Tracking Error: Although ETFs aim to replicate their underlying index, factors like technical glitches can lead to slight deviations.

Settlement Period: After selling an ETF, it takes two days for the sale to settle, tying up your money during that period.

How to Invest in Exchange Traded Funds? 3 Steps

Investing in ETFs is straightforward:

Step 1 Open a Brokerage Account: Choose a reputable brokerage firm in India and open an account.

Step 2 Choose the ETF: Examine the ETFs that are accessible by considering your investment objectives and how much risk you are willing to take.

Step 3 Transfer Funds: Transfer the desired amount of money to your brokerage account.
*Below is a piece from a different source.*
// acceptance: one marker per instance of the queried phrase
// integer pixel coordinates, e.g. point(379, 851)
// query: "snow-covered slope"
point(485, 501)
Buy the ETF: Using the brokerage platform, place an order to buy shares of the chosen ETF.

In conclusion

Exchange Traded Funds (ETFs) provide a versatile way for investors in India to access a diversified portfolio of assets while benefiting from features like intraday trading, transparency, and tax efficiency. By understanding the types, benefits, and risks of ETFs, you can make informed investment decisions that align with your financial goals.

Exchange Traded Funds | FAQs

How to invest in an ETF in India?

ETF trades take place on the stock exchange where they are listed. To invest, investors must first open a trading account with a broker and also a Demat account.

How to buy an ETF?

Set up a brokerage account. To purchase and sell shares, you’ll need a brokerage account.
Using screening tools, you may find and compare ETFs. Now that you have your brokerage account, you must determine which ETFs to purchase.

Do ETFs pay dividends?

ETFs do pay dividends. Any dividends earned on shares held in the fund portfolio must be distributed by ETFs. As a result, ETFs pay dividends if any of the stocks in which they invest pay dividends.
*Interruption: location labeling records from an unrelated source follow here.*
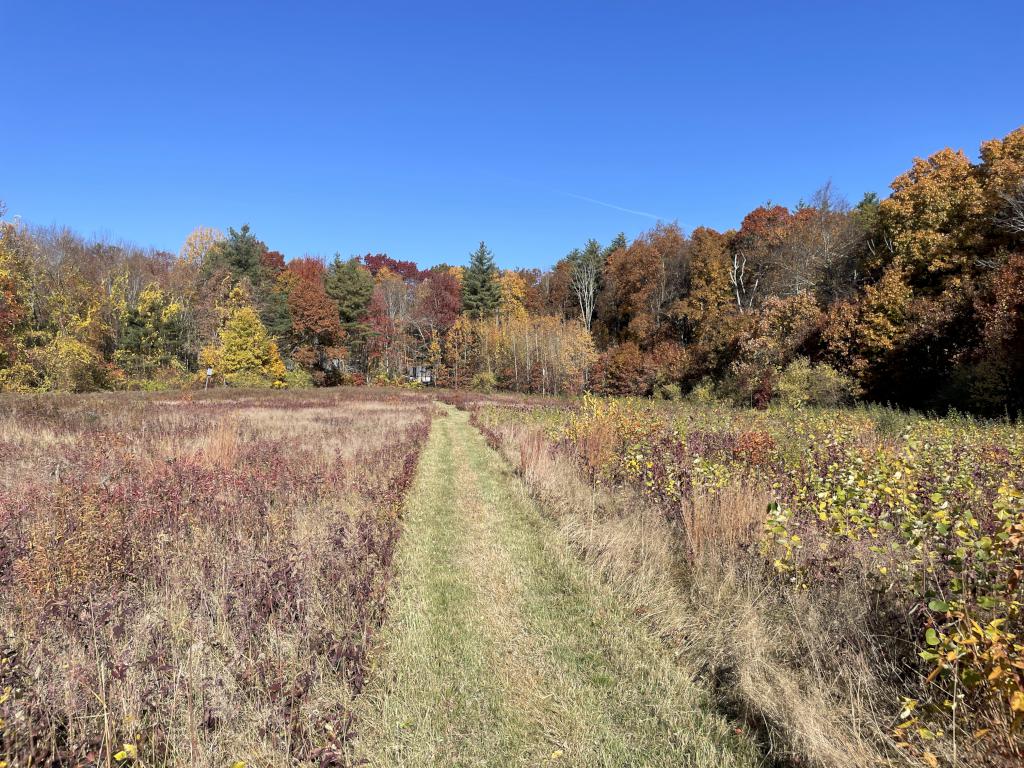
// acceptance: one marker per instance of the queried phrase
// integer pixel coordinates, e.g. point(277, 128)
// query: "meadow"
point(848, 581)
point(271, 578)
point(195, 581)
Should you invest in ETFs?

ETFs are a low-cost way to obtain stock market exposure. Since they are listed on an exchange and trade like stocks, they provide liquidity and real-time settlement. ETFs are a low-risk option because they duplicate a stock index, providing diversity rather than investing in a few stocks of your choosing.


Disclaimer: Investments in the securities market are subject to market risks; read all the related documents carefully before investing.